Introduzione

“È la nostra Immaginazione che
si sforza di Rivestire le Cose.
Ma le Cose sono divinamente
Nude.”
(Marguerite Yourcenar)

Da Mezzocammino a Fiumicino
una curva dopo l’altra
sarà lo Spirito del Fiume
ad accompagnarvi in un viaggio senza tempo


(la locandina dal set dell’Operazione Patronus)

La “Via al Mare” è il tratto terminale della futura Ciclovia del Tevere. Inizia dove termina la ciclabile ufficiale, nel tratto dei Campi Elisi, sotto il ponte G.R.A. di Mezzocammino, e prosegue lungo la riva destra del fiume fino al mare di Fiumicino.

“C’é nelle cose umane una marea che
colta al flusso mena alla fortuna
perduta,
l’intero viaggio della nostra vita
si arena su fondali di miserie.”
(Shakespeare, “Giulio Cesare”)

E’ stata riaperta a maggio 2017. Da allora rappresenta lo sbocco a mare per tutti i ciclisti che, partendo dal centro di Roma, intendono raggiungere la spiaggia senza dover condividere il percorso con automobili, camion, motorini.

La “Via al Mare” (e il “Sentiero Pasolini“, sulla sponda opposta) rappresentano due assi strategici per la promozione del cicloturismo, in quanto in futuro, entreranno a pieno titolo nella rete di ciclovie internazionali, permettendo ai turisti in movimento lungo la Ciclovia Tirrenica, di raggiungere Roma in tutta sicurezza attraverso territori incontaminati.

The Regina Ciclarum

La Via al Mare si sviluppa sulla riva destra del fiume, all’interno della Riserva Naturale Statale del Litorale Romano, in uno scenario naturalistico d’eccezione.

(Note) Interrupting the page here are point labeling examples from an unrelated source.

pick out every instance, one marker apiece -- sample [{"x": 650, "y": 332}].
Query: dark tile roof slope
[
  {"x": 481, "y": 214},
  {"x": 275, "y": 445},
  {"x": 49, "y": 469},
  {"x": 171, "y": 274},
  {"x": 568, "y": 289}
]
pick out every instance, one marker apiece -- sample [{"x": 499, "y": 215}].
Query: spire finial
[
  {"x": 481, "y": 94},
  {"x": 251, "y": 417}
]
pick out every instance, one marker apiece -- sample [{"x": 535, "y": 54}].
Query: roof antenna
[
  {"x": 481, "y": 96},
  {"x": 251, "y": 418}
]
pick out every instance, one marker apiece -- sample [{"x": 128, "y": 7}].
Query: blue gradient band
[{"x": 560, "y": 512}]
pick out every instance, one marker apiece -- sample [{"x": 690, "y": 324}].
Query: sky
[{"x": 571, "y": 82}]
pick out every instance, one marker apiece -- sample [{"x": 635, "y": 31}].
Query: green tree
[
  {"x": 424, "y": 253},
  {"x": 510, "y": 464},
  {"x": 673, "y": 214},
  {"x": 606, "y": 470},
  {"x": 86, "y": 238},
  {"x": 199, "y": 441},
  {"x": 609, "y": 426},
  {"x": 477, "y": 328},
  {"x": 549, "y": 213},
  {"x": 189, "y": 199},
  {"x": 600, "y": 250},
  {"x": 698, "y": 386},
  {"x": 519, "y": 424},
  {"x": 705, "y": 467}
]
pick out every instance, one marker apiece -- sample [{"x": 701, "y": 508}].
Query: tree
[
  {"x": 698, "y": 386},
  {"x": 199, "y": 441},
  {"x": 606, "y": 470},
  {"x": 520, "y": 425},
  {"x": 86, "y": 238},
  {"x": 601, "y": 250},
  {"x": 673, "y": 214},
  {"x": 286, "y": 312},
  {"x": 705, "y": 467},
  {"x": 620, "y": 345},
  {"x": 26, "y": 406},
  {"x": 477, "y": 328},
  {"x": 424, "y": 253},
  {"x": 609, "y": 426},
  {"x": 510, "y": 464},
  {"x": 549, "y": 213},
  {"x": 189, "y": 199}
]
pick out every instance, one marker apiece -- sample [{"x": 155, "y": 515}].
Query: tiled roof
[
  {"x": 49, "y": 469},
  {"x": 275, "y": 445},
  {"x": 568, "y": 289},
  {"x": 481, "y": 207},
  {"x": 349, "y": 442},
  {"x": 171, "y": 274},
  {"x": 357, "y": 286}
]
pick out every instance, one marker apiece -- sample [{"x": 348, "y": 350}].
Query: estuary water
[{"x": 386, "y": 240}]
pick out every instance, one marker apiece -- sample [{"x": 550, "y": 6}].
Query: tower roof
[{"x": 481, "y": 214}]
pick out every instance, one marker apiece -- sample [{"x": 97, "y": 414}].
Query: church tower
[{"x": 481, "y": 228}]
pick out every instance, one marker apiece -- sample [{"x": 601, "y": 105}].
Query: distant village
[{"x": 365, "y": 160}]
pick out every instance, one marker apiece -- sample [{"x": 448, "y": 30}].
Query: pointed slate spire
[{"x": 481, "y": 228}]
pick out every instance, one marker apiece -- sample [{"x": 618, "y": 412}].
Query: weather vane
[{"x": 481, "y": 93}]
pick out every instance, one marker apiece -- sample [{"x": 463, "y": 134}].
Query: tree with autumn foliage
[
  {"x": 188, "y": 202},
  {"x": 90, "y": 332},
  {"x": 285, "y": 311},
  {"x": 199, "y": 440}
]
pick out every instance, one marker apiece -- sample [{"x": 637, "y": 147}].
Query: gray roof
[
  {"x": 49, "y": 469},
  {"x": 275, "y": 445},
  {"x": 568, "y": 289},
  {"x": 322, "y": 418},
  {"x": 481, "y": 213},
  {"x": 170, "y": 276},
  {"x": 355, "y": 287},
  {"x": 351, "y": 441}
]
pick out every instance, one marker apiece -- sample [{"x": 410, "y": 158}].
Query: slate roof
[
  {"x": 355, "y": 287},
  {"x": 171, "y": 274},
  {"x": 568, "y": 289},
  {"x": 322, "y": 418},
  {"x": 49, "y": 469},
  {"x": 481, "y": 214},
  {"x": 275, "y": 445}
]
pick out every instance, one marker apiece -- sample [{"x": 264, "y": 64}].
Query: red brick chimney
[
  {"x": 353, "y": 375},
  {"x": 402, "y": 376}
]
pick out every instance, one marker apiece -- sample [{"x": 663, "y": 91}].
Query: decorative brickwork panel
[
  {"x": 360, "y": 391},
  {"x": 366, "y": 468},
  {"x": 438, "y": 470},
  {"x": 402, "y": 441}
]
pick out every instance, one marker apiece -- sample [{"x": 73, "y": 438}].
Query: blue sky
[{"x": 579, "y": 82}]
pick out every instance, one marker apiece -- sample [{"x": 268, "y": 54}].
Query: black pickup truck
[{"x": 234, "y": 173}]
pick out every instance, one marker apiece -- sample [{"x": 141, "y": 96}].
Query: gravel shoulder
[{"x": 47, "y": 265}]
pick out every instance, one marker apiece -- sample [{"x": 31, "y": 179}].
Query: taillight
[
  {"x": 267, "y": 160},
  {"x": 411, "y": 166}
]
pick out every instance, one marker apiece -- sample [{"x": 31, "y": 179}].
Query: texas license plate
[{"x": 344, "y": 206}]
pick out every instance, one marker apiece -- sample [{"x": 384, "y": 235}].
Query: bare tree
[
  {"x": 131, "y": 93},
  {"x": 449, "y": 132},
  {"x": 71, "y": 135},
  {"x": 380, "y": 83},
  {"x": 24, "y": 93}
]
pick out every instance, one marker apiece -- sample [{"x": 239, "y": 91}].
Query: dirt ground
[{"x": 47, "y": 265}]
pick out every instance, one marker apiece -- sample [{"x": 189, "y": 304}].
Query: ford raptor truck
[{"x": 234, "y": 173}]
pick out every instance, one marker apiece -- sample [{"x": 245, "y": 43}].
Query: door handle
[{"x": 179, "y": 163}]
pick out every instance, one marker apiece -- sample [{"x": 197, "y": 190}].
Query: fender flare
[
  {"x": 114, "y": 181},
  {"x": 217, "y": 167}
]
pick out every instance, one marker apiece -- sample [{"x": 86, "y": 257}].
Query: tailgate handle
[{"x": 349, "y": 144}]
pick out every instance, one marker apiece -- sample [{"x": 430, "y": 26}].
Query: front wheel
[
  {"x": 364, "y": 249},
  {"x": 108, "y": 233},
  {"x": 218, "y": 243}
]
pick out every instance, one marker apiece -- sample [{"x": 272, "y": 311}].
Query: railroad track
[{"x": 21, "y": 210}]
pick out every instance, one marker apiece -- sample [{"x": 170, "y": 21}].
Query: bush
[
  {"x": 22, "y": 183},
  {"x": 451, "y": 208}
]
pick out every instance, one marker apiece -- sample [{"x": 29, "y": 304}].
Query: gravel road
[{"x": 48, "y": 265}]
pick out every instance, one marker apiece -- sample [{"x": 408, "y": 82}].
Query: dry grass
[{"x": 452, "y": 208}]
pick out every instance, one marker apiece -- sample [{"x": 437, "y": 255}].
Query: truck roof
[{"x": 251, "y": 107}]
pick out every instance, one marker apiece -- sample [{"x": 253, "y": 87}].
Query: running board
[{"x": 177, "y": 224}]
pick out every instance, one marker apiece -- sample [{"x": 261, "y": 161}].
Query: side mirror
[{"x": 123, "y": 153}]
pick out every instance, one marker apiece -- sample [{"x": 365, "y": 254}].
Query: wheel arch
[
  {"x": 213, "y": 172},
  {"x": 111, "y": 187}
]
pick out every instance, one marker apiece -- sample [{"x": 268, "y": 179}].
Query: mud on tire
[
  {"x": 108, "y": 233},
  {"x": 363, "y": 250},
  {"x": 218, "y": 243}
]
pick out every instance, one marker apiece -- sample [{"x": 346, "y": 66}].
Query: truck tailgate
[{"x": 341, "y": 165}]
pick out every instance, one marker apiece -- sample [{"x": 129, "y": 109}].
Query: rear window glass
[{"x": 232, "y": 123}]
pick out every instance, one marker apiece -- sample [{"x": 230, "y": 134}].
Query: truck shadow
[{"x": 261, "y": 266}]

Gli ampi respiri delle pianure golenali lasciano il passo alle prospettive chiuse dei canneti, in un viaggio mistico che termina con l’orizzonte sconfinato dell’Oceano Mare.

“E là dove la natura
decide di collocare i propri limiti,
esplode lo spettacolo.
I tramonti.”
Alessandro Baricco, “Oceano Mare”

Lasciando il tratto pavimentato a Mezzocammino (dove un pannello informativo fornisce alcune indicazioni a chi vuole proseguire), si attraversa il ponte del GRA (lungo il marciapiede protetto), per passare in riva destra, e da lì proseguire fino al mare.
In attesa che l’amministrazione romana si attivi per inserirla  all’interno del percorso ufficiale (andandola a raccordare con il tratto pavimentato  già realizzato dal comune di Fiumicino), la via viene tenuta aperta con attività di sfalcio dal basso. Le esigue risorse in campo, non possono però  garantire un passaggio agevole tutto l’anno. In alcuni tratti, la vegetazione potrebbe aver ripreso il sopravvento. Aiutateci a respingere il lato oscuro del canneto! Seguiteci sui social o tenete d’occhio il Calendario Felino per rimanere aggiornati sulle attività in programma.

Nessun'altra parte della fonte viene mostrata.